Take a stroll through the laptop section at Best Buy recently? If you have, you know Toshiba's got a firm stronghold on the cheapie notebook market. The thing is, $400 systems don't exactly offer high margins -- a problem when people aren't buying that many PCs to begin with. And besides, who wants to be known for shoddy build quality and ho-hum designs? Not Toshiba, anyway. The suits in Tokyo were so fed up with the company's low-rent reputation that they decided to launch a premium line to prove Toshiba is indeed capable of making high-end machines. That line is called Kira, though for now there's just one product to speak of: the Kirabook, a 13-inch ultraportable starting at $1,600.
For the money, you get a mix of modern design, top-shelf components and a whole lot of sucking-up from Toshiba's technical support. Topping the list is a 2,560 x 1,440 display, making this the first Windows Ultrabook to sport such a high-res screen. (We've already seen similar panels on the Chromebook Pixel and the Retina display MacBooks.) Additionally, users receive two years of warranty coverage and a dedicated support line, with near-instant pick-up times and a US-based staff (something customers have been asking for, says Toshiba). Also included: full versions of Adobe Photoshop Elements 11 and Premiere Elements 11, along with 25GB of online storage and a two-year Norton subscription -- something HP already bundles on select machines. The Kirabook will be sold in the US, Japan and Australia, with prices ranging from $1,600 to $2,000. It'll ship May 12th and go up for pre-order on May 3rd, but for now, we've got a detailed walk-through video waiting after the break, along with some early impressions. So come join us -- because who doesn't enjoy laptop porn?
Where else to start but with that WQHD display? The minute we saw it, we knew this wasn't your garden-variety 1,366 x 768 panel. Everything is sharper -- even the lettering on the Start Menu -- though we would have just as easily assumed this was a 1,920 x 1,080 panel. Unfortunately, though, as much care as Toshiba otherwise put into the design, it clearly skimped on the viewing angles. (The screen has some unspecified wide-viewing-angle technology that's different from IPS.) In fact, we had a bit of trouble photographing the laptop head-on, what with all the screen glare. And that's a shame, because Toshiba already made this mistake once before with the Satellite U845W. The entire hook was that it had a super-wide 21:9 screen you could dip far forward in tight spaces, but that ended up being a moot point thanks to all the reflections.%Gallery-185252%
Our disappointment with the viewing angles aside, this is otherwise the simplest, most thoughtful design Toshiba has come out with in a very long time. The machine is made of magnesium through and through, with pressed metal on the lid and a die-cast variety on the bottom. On the inside, Toshiba went with the same honeycomb framework it's already been using on its Portege laptops. The hinge, meanwhile, is 5mm thick -- and sturdy enough to keep the display still even while you're jabbing at it with your finger. All told, the result is a laptop that's at once durable and lightweight. Impressively, the Kirabook weighs 2.9 pounds, and that's with the touchscreen. Without, it's just 2.6. Not bad, considering the current-gen 13-inch MacBook Air weighs 2.96 pounds even without a touch panel.

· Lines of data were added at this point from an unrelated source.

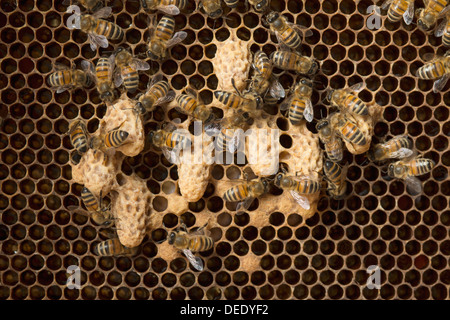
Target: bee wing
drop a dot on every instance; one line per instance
(408, 16)
(104, 12)
(170, 9)
(308, 114)
(301, 200)
(140, 65)
(196, 262)
(440, 83)
(177, 38)
(413, 185)
(276, 90)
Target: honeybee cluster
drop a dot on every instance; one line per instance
(350, 123)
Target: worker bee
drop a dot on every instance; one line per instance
(103, 74)
(171, 141)
(188, 242)
(158, 93)
(428, 17)
(438, 67)
(335, 176)
(78, 136)
(288, 60)
(172, 7)
(113, 247)
(347, 100)
(397, 148)
(443, 30)
(98, 30)
(248, 102)
(164, 38)
(299, 103)
(398, 9)
(263, 83)
(286, 32)
(127, 70)
(298, 186)
(192, 105)
(408, 170)
(347, 129)
(65, 78)
(332, 143)
(213, 8)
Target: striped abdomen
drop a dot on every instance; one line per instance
(200, 243)
(236, 193)
(355, 105)
(432, 70)
(115, 138)
(108, 29)
(60, 78)
(165, 28)
(90, 201)
(421, 166)
(187, 103)
(351, 133)
(130, 78)
(397, 9)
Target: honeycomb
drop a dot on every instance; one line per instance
(324, 257)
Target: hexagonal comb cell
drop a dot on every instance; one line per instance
(257, 255)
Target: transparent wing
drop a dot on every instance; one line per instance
(440, 83)
(276, 90)
(177, 38)
(301, 200)
(413, 185)
(104, 12)
(140, 65)
(196, 262)
(170, 9)
(401, 153)
(408, 16)
(308, 114)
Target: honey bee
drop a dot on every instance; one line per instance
(443, 30)
(127, 68)
(164, 38)
(172, 7)
(188, 242)
(299, 103)
(288, 60)
(408, 170)
(98, 30)
(213, 8)
(65, 78)
(192, 105)
(158, 93)
(100, 214)
(397, 148)
(113, 247)
(262, 83)
(102, 73)
(398, 9)
(248, 101)
(347, 100)
(298, 186)
(171, 141)
(335, 176)
(332, 143)
(428, 17)
(286, 32)
(247, 192)
(437, 67)
(347, 129)
(78, 136)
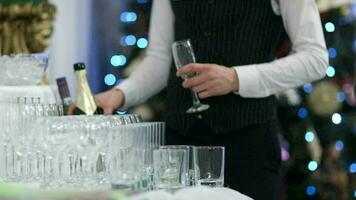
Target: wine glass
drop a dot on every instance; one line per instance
(183, 54)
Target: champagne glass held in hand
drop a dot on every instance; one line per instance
(183, 54)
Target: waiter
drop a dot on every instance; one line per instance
(235, 43)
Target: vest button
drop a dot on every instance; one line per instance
(207, 33)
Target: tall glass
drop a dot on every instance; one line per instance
(209, 165)
(183, 55)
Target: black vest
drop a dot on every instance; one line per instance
(229, 33)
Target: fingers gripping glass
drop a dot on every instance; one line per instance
(183, 54)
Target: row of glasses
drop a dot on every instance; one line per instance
(183, 166)
(139, 139)
(88, 152)
(17, 115)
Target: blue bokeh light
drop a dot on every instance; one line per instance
(128, 17)
(308, 88)
(352, 168)
(121, 112)
(142, 43)
(311, 190)
(110, 79)
(330, 72)
(309, 136)
(339, 145)
(341, 97)
(332, 53)
(336, 118)
(312, 166)
(118, 60)
(330, 27)
(130, 40)
(303, 113)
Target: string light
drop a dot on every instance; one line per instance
(128, 17)
(311, 190)
(330, 72)
(312, 166)
(309, 136)
(110, 79)
(332, 53)
(336, 118)
(142, 43)
(308, 88)
(341, 97)
(329, 27)
(121, 112)
(118, 60)
(128, 40)
(302, 113)
(352, 168)
(339, 145)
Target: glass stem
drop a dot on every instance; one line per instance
(195, 96)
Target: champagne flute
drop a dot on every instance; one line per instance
(183, 54)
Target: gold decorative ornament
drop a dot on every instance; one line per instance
(323, 100)
(25, 28)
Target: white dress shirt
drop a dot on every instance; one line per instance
(307, 62)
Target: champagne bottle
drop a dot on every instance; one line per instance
(64, 93)
(85, 103)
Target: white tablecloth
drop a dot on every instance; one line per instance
(194, 193)
(48, 94)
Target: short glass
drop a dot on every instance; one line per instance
(170, 169)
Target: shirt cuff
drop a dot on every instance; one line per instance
(128, 88)
(248, 81)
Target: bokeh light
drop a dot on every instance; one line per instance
(309, 136)
(312, 166)
(110, 79)
(336, 118)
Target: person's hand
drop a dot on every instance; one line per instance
(110, 100)
(211, 80)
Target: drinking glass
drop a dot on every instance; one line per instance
(209, 166)
(125, 168)
(190, 150)
(170, 169)
(183, 54)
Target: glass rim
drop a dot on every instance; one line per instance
(209, 147)
(176, 147)
(178, 42)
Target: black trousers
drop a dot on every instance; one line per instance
(252, 156)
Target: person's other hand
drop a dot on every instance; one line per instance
(211, 80)
(110, 100)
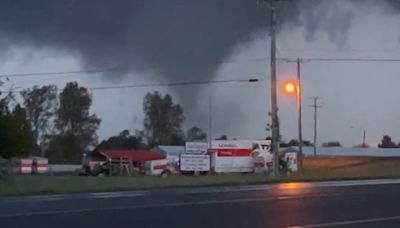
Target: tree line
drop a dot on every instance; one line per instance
(58, 125)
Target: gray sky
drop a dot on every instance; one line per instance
(194, 38)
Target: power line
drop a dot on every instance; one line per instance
(159, 84)
(60, 73)
(261, 59)
(343, 59)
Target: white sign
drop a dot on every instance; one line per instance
(195, 162)
(196, 148)
(230, 144)
(291, 159)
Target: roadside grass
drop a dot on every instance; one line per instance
(315, 169)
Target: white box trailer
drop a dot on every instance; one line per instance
(159, 167)
(229, 156)
(21, 165)
(195, 162)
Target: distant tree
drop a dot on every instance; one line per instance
(15, 134)
(362, 145)
(163, 120)
(222, 137)
(123, 141)
(195, 134)
(295, 142)
(76, 128)
(332, 144)
(387, 142)
(41, 105)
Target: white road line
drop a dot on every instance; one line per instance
(205, 190)
(351, 222)
(178, 204)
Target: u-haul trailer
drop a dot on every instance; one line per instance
(228, 156)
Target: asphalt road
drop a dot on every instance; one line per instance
(324, 204)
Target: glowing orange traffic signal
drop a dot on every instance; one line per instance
(291, 88)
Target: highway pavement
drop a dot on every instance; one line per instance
(372, 203)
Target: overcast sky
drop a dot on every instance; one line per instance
(193, 43)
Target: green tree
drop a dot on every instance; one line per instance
(195, 134)
(41, 105)
(123, 141)
(76, 127)
(222, 137)
(15, 134)
(163, 120)
(387, 142)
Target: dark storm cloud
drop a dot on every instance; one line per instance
(182, 39)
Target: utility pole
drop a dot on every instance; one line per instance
(274, 105)
(363, 138)
(315, 106)
(210, 120)
(299, 120)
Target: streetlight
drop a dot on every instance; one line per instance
(292, 88)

Like the Air and many other Ultrabooks, the Kirabook has a wedge shape, with the machine getting narrower and narrower as you move away from the hinge. Somehow, though, Toshiba managed to keep the edges round, similar to lots of other machines in the company's lineup. It's only around the palm rest where the edges get really sharp, but you won't notice it when the notebook is closed. In fact, something about the weight distribution makes the Kirabook very easy to grip in one hand, though again, those contoured edges help too.
According to Toshiba, the keyboard attempts to correct some of the flaws on the Portege Z835 / Z935 (we were pretty vocal in our complaints, if you recall). This time around, the company contoured the top of the keys ever so slightly, and also allowed for a bit more travel. Not that we were able to do a side-by-side comparison with the old model, but it certainly felt easier typing on the Kirabook than on the Z835. It also helps that the keys have a soft finish, along with some crisp backlighting (there's a light underneath each key, similar to HP's Radiance setup).
Before we close out, we'd be remiss if we didn't give you a little more information about specs and performance claims. The first two configurations (the $1,600 non-touch and the $1,800 touch model) will both have Core i5 processors, whereas the highest-end, $2,000 machine will come with a Core i7 chip. Regardless of which one you choose, eight gigs of RAM and 256GB of solid-state storage are standard. Either way, the Kirabook is launching with Ivy Bridge CPUs, though it wouldn't surprise us if a Haswell refresh came later. With last year's Ivy Bridge chips, though, the 52Wh battery is expected to last a little over six hours on a charge. In other words, a similar battery life rating as other Ivy Bridge Windows 8 Ultrabooks, except this time, there are a lot more pixels to light up.